With trillions of objects stored, Amazon S3 buckets hold a tremendous amount of data. For S3 users, S3 server access logging is a feature that they can use to monitor requests made to their Amazon S3 buckets. These logs can be used to track activity for a variety of use cases, including data access patterns, lifecycle and management activity, security events, and more.
In this blog, I show you how to use Pandas in Python to analyze Amazon S3 server access logs for a couple of common customer use cases: monitoring a static website and monitoring S3 Lifecycle activity. With the outlined solution, you can simplify yet augment your data monitoring and control at scale to optimize for cost, security, compliance, and more.
Note:
For this blog, I used Jupyter Notebooks to perform my data analysis steps. However, you can also use these steps to create scripts that can generate reports or create datasets which can be used by other Python libraries, such as Seaborn for data visualization. You can find instructions for installing Jupyter Notebooks here.
In addition, I read the S3 server access logs directly from my Amazon S3 bucket, however, if you have a large logging bucket, then you may want to consider using AWS Glue to convert the S3 server access log objects, before analyzing them with Pandas. In order to access the logs stored in an S3 bucket, your computer needs to have AWS credentials configured. You can do this through the AWS CLI, or with an IAM role attached to an EC2 instance.
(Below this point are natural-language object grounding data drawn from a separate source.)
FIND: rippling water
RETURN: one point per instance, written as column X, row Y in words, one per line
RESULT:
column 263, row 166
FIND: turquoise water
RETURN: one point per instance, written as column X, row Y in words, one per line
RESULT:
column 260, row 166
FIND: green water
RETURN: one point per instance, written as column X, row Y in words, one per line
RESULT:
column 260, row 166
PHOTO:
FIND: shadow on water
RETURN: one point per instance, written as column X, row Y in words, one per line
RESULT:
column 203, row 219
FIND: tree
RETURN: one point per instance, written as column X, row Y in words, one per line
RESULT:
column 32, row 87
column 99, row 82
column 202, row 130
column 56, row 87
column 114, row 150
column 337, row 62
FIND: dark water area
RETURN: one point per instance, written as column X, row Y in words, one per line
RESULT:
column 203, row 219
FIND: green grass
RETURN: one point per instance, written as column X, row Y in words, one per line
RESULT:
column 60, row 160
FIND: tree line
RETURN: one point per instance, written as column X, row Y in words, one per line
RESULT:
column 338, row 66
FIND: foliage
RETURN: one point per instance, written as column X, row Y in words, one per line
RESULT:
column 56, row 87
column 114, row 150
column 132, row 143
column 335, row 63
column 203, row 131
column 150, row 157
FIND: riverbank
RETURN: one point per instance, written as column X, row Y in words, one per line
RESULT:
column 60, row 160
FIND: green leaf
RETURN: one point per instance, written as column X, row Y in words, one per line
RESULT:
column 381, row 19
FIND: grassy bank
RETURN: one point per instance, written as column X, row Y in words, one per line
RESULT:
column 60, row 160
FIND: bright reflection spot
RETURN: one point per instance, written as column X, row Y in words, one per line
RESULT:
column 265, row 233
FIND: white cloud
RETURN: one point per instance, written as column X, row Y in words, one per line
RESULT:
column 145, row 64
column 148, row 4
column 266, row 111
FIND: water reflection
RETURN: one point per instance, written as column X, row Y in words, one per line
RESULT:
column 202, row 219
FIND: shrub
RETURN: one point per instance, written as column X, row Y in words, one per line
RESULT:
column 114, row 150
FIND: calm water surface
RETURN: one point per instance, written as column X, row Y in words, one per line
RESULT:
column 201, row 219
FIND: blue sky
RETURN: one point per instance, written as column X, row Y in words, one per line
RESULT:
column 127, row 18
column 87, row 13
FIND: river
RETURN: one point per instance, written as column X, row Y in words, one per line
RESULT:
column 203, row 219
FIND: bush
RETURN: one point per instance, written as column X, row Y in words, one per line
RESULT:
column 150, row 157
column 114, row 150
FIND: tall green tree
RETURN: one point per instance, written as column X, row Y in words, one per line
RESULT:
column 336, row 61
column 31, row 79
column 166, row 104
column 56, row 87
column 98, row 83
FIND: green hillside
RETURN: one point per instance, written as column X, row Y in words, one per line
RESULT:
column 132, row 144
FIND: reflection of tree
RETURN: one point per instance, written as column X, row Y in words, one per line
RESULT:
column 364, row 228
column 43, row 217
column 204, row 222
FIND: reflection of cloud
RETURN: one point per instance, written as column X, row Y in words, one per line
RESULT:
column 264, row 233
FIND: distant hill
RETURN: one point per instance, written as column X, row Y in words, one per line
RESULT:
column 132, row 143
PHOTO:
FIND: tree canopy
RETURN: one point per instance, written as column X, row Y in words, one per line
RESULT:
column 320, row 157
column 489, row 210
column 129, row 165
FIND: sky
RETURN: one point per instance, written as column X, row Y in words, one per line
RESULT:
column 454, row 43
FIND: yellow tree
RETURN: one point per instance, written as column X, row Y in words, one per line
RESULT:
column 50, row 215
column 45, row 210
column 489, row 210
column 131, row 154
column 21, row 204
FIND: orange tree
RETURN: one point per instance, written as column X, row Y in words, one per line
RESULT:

Enabling S3 server access logging
To use Amazon S3 server access logs, first enable server access logging on each bucket that you want to monitor. When you enable server access logging on a bucket, you must specify a bucket for log delivery. It is a recommended best practice to have your S3 server access logs delivered to a bucket other than the bucket being monitored, to prevent the creation of logs about logs. Since server access logs must be delivered to a bucket in the same Region as the bucket being monitored, a good strategy would be to create a dedicated bucket for server access logging in each AWS Region. You can then create prefixes in the logging bucket that match the names of buckets you want to monitor, and configure server access logging for each monitored bucket to deliver their logs to the matching prefix in the logging bucket. You can find more information on enabling S3 server access logging in the documentation.
In order to centralize your S3 server access logs, you can use S3 Cross-Region Replication on your logging buckets. This can help to consolidate your logs in each Region to a central bucket, either in the same account, or in a centralized logging account. You can find more information on S3 Cross-Region Replication here.
Dependencies and setup
To begin, you must install the boto3 and Pandas libraries. You can do this by running the following commands:
pip install boto3
pip install pandas
Once installed, you can import the libraries required. I used the OS library for reading the Amazon S3 server access logs, and for writing data to external files, boto3 for list the S3 server access logs inn the S3 logging bucket, and Pandas for analyzing the data.
import os
import boto3
import pandas as pd
Next, I set a parameter for my S3 logging bucket, and created an Amazon S3 client using the boto3 library.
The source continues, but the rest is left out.